From the FBI report on Ben Shahn:

"A review of the Bureau's files reflects a long history of Communist Party front activity on the part of the subject, continuing to the present time. It is observed that the subject has been identified with the following Communist Party front groups, among others: Southern Conference for Human Welfare in 1947; the publication Jewish Life in 1948; Civil Rights Congress in 1948; National Council of Arts, Sciences and Professions in 1948 and 1950; Scientific Cultural Conference for World Peace in 1949; Young Progressives of America in 1949; American Lab or Party in 1950; New Jersey Committee for Peaceful Alternatives in 1951 and 1952." (23)
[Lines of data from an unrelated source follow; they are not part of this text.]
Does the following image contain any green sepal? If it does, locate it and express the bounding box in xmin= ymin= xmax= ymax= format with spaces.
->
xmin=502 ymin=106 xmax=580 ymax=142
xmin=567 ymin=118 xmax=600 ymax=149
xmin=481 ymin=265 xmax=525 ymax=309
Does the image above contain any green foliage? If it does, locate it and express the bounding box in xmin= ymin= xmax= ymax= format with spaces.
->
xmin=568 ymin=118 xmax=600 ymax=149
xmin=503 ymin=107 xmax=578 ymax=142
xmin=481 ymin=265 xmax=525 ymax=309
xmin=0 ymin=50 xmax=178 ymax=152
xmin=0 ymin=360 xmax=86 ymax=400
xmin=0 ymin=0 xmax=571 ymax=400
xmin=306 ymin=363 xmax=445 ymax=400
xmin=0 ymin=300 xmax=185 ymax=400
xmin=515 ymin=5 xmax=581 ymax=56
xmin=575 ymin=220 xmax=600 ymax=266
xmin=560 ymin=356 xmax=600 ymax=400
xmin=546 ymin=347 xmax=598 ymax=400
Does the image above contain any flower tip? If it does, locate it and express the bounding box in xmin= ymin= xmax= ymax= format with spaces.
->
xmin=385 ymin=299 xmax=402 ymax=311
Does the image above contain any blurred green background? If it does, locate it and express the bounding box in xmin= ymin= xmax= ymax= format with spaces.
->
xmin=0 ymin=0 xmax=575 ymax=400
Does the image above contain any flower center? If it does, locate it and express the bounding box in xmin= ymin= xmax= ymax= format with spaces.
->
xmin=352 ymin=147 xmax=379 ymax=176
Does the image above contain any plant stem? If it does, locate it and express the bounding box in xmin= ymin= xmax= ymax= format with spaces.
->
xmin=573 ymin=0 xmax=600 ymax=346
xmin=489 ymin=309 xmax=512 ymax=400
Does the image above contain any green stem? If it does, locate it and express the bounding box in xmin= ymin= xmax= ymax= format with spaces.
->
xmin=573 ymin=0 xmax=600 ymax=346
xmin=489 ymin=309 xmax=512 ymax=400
Shahn and his employer at the time, CBS, were openly criticized in the July 25, 1952 issue of the Counterattack newsletter - a reactionary "hate sheet" which was founded in 1947 by three ex-FBI agents in order to expose the names of Communist sympathisers. Counterattack argued that CBS had run an ad with an illustration by Shahn to publicize the television network's coverage of the Democratic and Republican conventions and that Shahn had previously contributed artwork to Communist magazines and was involved with organizations sympathetic to the Communist cause. CBS and their sponsor, the Westinghouse Electric Corporation, were therefore guilty, by hiring Shahn, of aiding Communism. The editors of Counterattack urged their readers to write to CBS and Westinghouse to ask them to justify their "carelessness in helping to finance a leading, continual supporter of Communist Party causes." (24)

Although the president of CBS, Jack Van Volenburg, defended Shahn as "one of the greatest living painters," the network eventually agreed to withdraw Shahn's work from future ads and another artist was hired to replace Shahn. (25) The same year (1952) Andy Warhol won the Art Directors Club Medal for the Shahn-like illustrations he did for CBS for The Nation's Nightmare. Although he tended to avoid political controversy whenever possible, Warhol would, in 1968, also come under investigation by the FBI over his film, Lonesome Cowboys.